Ahlussunnah wa al-Jama’ah dan Kebangsaan
Pernah mendengar adagium yang begitu tersohor yang melegenda dan meletus saat jelang merebut kemerdekaan dari penjajah, yakni “Hubbu al-watani min al-iman”. KH. Badri pun memberikan pandangan yang terkait erat dengan kebangsaan.
Hal ini sebagaimana ditulis KH. Badri pada makalah yang disampaikan dalam Silaturrahmi Ulama Ahlussunnah Wa al-Jama’ah di Jakarta hari Senin, 4 November 1996. Sebagaimana dinukil oleh Saifullah dalam bukunya yang bertajuk KIAI BAHTSUL MASAIL: Kiprah dan Keteladanan KH. Badri Mashduqi (lihat, Saifullah, 2007, 186-190).
Ahlussunnah Wa Al-Jama’ah memang mendominasi di Indonesia dan telah mengakui Indonesia sebagai negara kesatuan yang berpijak pada Pancasila dan Undang-undang Dasar 1945 sebagai urusan yang final dan telah disepakati bersama.
Dengan tegas KH. Badri menyatakan “wa lam yajuz fi ghairi mahdhi al-kufri, khurujuna ‘ala walyyi al-amri” yang memiliki arti begini “selama pemerintah tidak melakukan siasat kekafiran, baik itu dilakukan secara terbuka maupun tertutup. Selama itu pula umat Islam dilarang dan dianggap berdosa besar mengangkat senjata melawan atau memberontak pemerintahan yang sah”. Selama tidak menghalang-halangi penyebaran dakwah islamiyah dan tidak membiarkan benih-benih provokasi yang berpotensi merusak kesatuan negeri ini.

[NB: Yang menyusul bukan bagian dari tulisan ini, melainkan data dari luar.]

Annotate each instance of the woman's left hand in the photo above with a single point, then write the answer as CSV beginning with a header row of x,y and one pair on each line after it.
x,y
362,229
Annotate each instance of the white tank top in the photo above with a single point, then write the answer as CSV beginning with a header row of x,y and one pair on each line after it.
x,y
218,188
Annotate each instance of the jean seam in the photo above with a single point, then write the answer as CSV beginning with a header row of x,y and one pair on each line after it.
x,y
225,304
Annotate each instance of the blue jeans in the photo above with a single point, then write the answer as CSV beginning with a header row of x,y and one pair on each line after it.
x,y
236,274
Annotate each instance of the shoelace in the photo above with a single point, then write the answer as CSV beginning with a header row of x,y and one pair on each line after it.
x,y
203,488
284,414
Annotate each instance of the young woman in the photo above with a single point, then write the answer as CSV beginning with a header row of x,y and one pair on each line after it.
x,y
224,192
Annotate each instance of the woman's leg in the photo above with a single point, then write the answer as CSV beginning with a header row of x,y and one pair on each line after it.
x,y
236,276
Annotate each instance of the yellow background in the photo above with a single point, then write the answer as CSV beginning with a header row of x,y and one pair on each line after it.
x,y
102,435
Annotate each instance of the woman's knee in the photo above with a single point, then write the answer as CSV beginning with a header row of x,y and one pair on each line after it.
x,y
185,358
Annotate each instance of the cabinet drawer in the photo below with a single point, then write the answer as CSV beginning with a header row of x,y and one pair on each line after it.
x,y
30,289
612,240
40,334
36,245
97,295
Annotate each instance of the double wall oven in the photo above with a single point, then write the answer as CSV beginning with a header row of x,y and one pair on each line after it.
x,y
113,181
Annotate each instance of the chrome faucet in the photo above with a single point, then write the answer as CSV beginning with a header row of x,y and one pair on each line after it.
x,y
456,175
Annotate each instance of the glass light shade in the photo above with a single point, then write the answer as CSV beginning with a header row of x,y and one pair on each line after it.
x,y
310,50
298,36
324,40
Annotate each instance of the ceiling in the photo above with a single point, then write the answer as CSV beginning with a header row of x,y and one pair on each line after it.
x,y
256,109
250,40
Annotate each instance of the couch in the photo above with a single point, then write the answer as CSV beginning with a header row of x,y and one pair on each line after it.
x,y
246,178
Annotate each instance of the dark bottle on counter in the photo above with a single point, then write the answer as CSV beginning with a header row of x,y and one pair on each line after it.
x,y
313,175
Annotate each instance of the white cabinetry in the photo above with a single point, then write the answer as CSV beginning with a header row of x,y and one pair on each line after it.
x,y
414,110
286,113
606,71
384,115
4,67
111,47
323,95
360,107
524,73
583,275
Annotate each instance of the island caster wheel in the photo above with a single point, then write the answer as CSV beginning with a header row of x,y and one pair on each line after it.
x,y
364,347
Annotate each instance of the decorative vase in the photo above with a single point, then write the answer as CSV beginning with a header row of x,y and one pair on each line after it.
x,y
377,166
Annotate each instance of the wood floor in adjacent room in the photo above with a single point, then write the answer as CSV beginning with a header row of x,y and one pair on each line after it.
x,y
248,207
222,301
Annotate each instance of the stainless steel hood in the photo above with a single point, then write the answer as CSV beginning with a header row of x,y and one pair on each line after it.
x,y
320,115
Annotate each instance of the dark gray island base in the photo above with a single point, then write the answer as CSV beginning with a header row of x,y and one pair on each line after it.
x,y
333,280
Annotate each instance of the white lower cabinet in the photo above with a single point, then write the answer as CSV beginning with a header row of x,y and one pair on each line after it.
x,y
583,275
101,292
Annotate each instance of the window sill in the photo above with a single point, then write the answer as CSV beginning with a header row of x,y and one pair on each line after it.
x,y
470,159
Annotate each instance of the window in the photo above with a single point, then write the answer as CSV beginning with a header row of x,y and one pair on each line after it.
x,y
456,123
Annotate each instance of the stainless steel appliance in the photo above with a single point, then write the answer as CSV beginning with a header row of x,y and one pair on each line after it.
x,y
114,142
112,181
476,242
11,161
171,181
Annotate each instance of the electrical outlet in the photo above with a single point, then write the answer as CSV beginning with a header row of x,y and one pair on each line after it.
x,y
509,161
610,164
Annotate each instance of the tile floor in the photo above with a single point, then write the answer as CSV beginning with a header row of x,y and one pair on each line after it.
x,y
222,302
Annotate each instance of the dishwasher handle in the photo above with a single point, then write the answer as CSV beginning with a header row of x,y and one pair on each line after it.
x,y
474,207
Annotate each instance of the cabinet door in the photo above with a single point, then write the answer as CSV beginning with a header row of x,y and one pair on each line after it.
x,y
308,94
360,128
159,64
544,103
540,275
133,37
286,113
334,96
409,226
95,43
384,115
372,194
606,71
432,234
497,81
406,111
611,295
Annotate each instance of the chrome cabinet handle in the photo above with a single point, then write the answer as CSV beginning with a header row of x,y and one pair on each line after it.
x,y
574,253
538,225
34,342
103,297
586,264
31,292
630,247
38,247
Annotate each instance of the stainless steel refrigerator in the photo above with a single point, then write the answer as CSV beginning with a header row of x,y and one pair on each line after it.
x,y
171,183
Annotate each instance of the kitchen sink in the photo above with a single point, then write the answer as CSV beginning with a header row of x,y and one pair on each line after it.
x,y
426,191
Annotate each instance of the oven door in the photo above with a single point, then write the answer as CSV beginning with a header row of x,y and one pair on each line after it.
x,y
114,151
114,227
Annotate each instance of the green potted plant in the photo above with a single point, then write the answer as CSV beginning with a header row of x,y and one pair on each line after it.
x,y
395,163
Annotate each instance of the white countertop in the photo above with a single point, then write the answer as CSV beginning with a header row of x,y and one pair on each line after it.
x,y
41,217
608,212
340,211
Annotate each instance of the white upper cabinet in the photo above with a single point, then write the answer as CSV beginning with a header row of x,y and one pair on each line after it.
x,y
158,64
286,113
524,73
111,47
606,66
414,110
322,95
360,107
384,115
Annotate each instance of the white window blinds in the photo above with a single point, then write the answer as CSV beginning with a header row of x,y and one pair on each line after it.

Paling tidak menurut KH. Badri untuk mendirikan suatu bangsa dan negara adalah dengan menegakkan keadilan dan kebenaran, hal inipun dinukil dari ayat Alquran yang berbunyi “Innaallaha ya’muru bi al-’adli wa al-ihsani (QS. An-Nahl: 90) ” serta meningkatkan perbuatan amar ma’ruf dan nahi mungkar. Dengan begitu, akan terbentuk pemerintahan yang mampu menegakkan persatuan dan kesatuan.
Pancasila Satu-satunya Asas Bermasyarakat, Berbangsa, dan Bernegara
Badri tidak menolak sedikitpun kehadiran Pancasila sebagai dasar negara dan mengakui sebagai representasi sistem kenegaraan yang sesuai dengan maqasid al-syariah. KH. Badri mengutip penggalan syair yang berbunyi seperti ini “pemerintahan yang bersendikan agama pasti bertahan, sedangkan agama yang didukung pemerintahan pasti kuat”.
Sehingga bagi beliau ajaran Ahlussunnah wa al-jam’ah lah yang paling sesuai sebagai agen-agen moderasi yang jauh dari titik-titik ekstremis. Hal ini yang bagi menurut KH. Badri telah dibuktikan secara konkrit dari bukti ketinggian loyalitas tinggi tinggi dengan tegas menerima pancasila sebagai satu-satunya asas dalam bermasyarakat, berbangsa, dan bernegara.
Jangan sampai apa yang dikatakan Charles Kimball “When Religion become evil”, yang menjadikan agama sebagai alat untuk melegitimasi segala tindak-tanduk tindakan politik yang bersifat destruktif. Betapa banyak negara-negara yang memproklamirkan sebagai negara Islam, namun tidak mencerminkan nilai-nilai islami, bahkan beberapa malah sering terjadi konflik dan menjadi arena perang.
Apa arti sebuah nama, jika tidak mencerminkan nilai-nilai adiluhung yang terkandung di dalamnya. Apa arti sebuah pekikan takbir jika untuk menumpas nyawa?
Apa arti sebuah negara yang mendeklarasikan sebagai negara Islam tapi menjadi arena perang dan konflik yang tak berkesudahan? Nama hanya tinggal nama, yang terpenting menggaungkan dan menerapkan ajaran-ajaran esensial Islam yang begitu adiluhung untuk diwujudkan untuk kebaikan bersama sebagaimana dicita-citakan.